Federal agents fired baton rounds, tear gas and other less-lethal ammunition Friday morning at about 200 people gathered outside an U.S. Immigration and Customs Enforcement holding facility in Broadview to protest the Trump administration’s continued crackdown on illegal immigration.
The standoff marked the third consecutive Friday in which agents and protesters have faced off outside the west suburban facility, where the agency holds recently detained undocumented immigrants. The building has become a flash point for opponents of Operation Midway Blitz, which Department of Homeland Security officials say has resulted in more than 550 arrests in the Chicago-area, and a place for political opponents of the Trump administration to see and be seen protesting.
The federal government erected a large metal fence around the low-slung brick building earlier this week after protests on Sept. 19 resulted in agents hurling copious amounts of tear gas, pepper balls and flash-bangs at a protesters who were trying to block vehicles’ progress in and out of the drive. Despite the Broadview fire department’s demand to take the fence down, it was still up Friday morning. Protesters responded by blocking the intersection of Harvard Avenue and 25th Street beginning around 6 a.m., and slowly pushed down Harvard toward the fenced-off building over the course of about three hours.
Around 7:45 a.m., a black SUV apparently associated with ICE rounded the corner and turned down Harvard street. Protesters surrounded the vehicle, banging on the windows, throwing plushy toys and yelling “shame!” as the driver pushed slowly through the crowd and agents let off a volley of pepper balls into the street. Illinois State Police and several other suburban police departments, including Oak Park and Hodgkins, sent officers to the demonstration, which led to a blocks-long closure of 25th Street.
By 8:40 a.m., about 200 people had pushed up to the gated parking lot on the west side of the building to scream at agents, who periodically threw more rounds of a foul-smelling gas, pepper balls and at least one flash-bang, a device that uses a bright burst of light and a deafeningly loud sound to temporarily disorient and incapacitate targets. Agents on the building’s roof also shot baton rounds, which ricocheted off the windows of a nearby building. Baton rounds and smashed pepper balls littered the ground as protesters continued to hurl insults and taunts at agents.
As the crowd began to break up around 10 a.m., Katarina Grayson and Justin Plevaniak stripped off their goggles and respirators to sit in a patch of grass up the street and eat granola bars. The friends, both from Chicago’s Northwest side, had carpooled to the demonstration after seeing reports of escalating protests in the news over the last few weeks.
Grayson, 31, wore a Snow White costume with silver Doc Martens on the rationale that federal agents might think twice about firing on someone dressed as a Disney princess.
“My great-grandparents came here after the Mexican Revolution to try to have a better life for their children,” she said, as her voice caught. “I don’t now what my family would look like if they had been deported.”

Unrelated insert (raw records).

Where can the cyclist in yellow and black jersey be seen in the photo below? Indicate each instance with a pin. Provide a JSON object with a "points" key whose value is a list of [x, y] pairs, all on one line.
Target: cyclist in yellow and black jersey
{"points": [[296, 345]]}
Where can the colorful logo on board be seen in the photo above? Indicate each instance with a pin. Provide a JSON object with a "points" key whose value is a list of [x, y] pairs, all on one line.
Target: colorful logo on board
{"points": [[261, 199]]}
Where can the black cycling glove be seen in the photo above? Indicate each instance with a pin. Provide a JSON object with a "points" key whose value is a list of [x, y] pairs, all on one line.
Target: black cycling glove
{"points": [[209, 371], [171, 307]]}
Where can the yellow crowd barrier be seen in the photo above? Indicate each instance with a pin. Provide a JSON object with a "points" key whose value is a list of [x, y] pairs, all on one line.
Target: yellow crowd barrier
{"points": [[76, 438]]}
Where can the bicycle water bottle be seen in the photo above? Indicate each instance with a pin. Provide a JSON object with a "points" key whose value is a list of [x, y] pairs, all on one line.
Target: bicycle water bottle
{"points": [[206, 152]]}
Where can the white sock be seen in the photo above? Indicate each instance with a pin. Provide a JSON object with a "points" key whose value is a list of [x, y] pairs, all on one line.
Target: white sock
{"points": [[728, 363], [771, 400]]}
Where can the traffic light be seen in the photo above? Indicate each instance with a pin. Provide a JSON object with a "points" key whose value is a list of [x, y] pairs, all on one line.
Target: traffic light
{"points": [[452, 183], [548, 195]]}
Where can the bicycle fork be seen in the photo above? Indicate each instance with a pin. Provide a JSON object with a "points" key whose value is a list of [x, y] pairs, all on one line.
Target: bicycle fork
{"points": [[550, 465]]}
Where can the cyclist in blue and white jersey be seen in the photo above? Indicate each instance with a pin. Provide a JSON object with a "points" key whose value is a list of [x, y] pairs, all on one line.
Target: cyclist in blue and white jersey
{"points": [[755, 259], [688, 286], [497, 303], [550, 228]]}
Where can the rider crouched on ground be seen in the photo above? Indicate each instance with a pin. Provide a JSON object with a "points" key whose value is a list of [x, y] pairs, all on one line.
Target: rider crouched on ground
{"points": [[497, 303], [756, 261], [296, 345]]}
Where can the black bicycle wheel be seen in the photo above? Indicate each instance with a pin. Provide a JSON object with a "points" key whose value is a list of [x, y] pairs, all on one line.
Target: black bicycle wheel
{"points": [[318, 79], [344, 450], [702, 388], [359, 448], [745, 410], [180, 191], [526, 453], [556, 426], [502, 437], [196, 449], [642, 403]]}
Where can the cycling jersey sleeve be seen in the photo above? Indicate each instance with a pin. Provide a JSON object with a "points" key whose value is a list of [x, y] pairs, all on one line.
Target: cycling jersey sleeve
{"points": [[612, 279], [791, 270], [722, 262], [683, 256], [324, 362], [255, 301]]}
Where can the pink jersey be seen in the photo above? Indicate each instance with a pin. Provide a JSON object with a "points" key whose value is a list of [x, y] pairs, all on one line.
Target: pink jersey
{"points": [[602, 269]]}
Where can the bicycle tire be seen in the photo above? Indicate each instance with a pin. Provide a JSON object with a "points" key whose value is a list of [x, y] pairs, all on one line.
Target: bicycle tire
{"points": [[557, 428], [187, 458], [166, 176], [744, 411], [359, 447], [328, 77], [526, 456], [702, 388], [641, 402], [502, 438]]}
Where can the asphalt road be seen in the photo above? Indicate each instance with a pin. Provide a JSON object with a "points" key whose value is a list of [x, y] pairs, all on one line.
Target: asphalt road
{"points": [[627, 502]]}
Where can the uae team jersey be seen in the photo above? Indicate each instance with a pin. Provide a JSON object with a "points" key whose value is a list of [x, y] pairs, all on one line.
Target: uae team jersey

Like many other protesters, the friends had brought goggles and other protective equipment. They said they tried their best to ignore the intimidation they felt about participating.
“We were both saying we’re not going to try anything crazy, and we didn’t,” Grayson said. “But I thought it was important to step up there. There’s always going to be some risk. That’s the whole point. There’s people in (that building).”